FAISS, also known as Facebook AI Similarity Search, is a vector database that can be used to store embeddings and perform quick search to find similar embeddings or relevant documents.

I will utilize langchain to implement FAISS vector store.

In [6]:
!pip install faiss-gpu 

In [20]:
from langchain.vectorstores import FAISS

In [30]:
%%time

# creating and storing embeddings generated via sentence_transformer in the FAISS vector store
vector_db = FAISS.from_documents(docs, sentence_transformer)

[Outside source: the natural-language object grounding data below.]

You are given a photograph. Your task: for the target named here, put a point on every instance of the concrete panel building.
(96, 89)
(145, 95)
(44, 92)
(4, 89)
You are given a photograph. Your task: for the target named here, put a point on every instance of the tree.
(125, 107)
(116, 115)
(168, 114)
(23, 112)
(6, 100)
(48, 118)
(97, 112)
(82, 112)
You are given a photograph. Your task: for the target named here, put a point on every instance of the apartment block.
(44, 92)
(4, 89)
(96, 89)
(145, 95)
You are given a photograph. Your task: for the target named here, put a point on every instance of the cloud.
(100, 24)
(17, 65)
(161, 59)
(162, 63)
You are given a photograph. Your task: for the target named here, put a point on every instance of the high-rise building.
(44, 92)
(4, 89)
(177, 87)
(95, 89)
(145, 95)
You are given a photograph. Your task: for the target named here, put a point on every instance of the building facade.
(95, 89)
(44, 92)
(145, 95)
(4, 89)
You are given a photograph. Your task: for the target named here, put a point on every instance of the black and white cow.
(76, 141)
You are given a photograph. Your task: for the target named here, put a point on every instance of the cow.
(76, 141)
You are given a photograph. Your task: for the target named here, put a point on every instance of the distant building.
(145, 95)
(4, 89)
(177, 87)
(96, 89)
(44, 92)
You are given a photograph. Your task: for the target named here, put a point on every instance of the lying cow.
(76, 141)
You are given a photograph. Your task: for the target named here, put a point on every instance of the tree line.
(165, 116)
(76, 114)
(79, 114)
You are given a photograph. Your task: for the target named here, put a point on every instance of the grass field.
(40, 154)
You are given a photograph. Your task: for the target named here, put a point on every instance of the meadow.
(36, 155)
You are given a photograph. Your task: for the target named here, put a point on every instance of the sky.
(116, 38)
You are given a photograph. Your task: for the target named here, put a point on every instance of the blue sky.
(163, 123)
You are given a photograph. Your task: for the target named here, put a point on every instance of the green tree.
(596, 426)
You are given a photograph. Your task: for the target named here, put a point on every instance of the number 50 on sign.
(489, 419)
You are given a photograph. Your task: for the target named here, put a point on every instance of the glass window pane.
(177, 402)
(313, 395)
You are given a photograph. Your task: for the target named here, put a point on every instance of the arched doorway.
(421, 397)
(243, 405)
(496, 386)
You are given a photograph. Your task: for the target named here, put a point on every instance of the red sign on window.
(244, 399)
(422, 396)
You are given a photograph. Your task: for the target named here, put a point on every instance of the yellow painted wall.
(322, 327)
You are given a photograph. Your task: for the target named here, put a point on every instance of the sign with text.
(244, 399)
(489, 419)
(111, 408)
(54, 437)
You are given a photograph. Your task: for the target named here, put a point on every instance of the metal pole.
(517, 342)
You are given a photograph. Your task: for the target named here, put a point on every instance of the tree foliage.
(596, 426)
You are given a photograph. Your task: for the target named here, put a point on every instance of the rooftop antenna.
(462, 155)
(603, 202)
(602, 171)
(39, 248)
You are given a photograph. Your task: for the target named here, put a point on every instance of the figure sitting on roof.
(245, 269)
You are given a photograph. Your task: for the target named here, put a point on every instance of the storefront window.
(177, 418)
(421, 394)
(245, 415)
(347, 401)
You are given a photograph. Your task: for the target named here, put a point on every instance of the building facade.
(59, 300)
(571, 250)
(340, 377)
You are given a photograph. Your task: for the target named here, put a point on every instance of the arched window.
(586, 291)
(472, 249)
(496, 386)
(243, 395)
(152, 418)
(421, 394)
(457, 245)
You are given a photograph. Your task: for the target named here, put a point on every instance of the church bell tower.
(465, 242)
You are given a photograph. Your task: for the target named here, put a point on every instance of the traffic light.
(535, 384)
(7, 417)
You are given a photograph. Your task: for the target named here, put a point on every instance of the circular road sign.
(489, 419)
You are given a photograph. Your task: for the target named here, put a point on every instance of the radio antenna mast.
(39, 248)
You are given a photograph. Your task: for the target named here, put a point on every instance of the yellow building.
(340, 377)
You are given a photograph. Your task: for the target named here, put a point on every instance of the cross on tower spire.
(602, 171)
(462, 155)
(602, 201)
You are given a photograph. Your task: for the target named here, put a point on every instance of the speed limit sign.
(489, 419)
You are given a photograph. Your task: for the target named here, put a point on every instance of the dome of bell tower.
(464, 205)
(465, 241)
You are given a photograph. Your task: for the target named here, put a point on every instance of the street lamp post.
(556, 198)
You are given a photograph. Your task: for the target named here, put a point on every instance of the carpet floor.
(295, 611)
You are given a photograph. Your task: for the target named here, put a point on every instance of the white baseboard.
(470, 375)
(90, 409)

CPU times: user 7.16 s, sys: 209 ms, total: 7.37 s
Wall time: 8.46 s


In [31]:
# query = 'Thank you for helping me out'

# searchDocs = vector_db.similarity_search(query, k = 1)

In [33]:
vector_db.save_local("vector_db_NEPSE_GPU")

In [34]:
docsearch = FAISS.load_local("vector_db_NEPSE_GPU", sentence_transformer)

In [36]:
!pip show faiss-gpu

Name: faiss-gpu
Version: 1.7.2
Summary: A library for efficient similarity search and clustering of dense vectors.
Home-page: https://github.com/kyamagu/faiss-wheels
Author: Kota Yamaguchi
Author-email: KotaYamaguchi1984@gmail.com
License: MIT
Location: /usr/local/lib/python3.10/dist-packages
Requires: 
Required-by: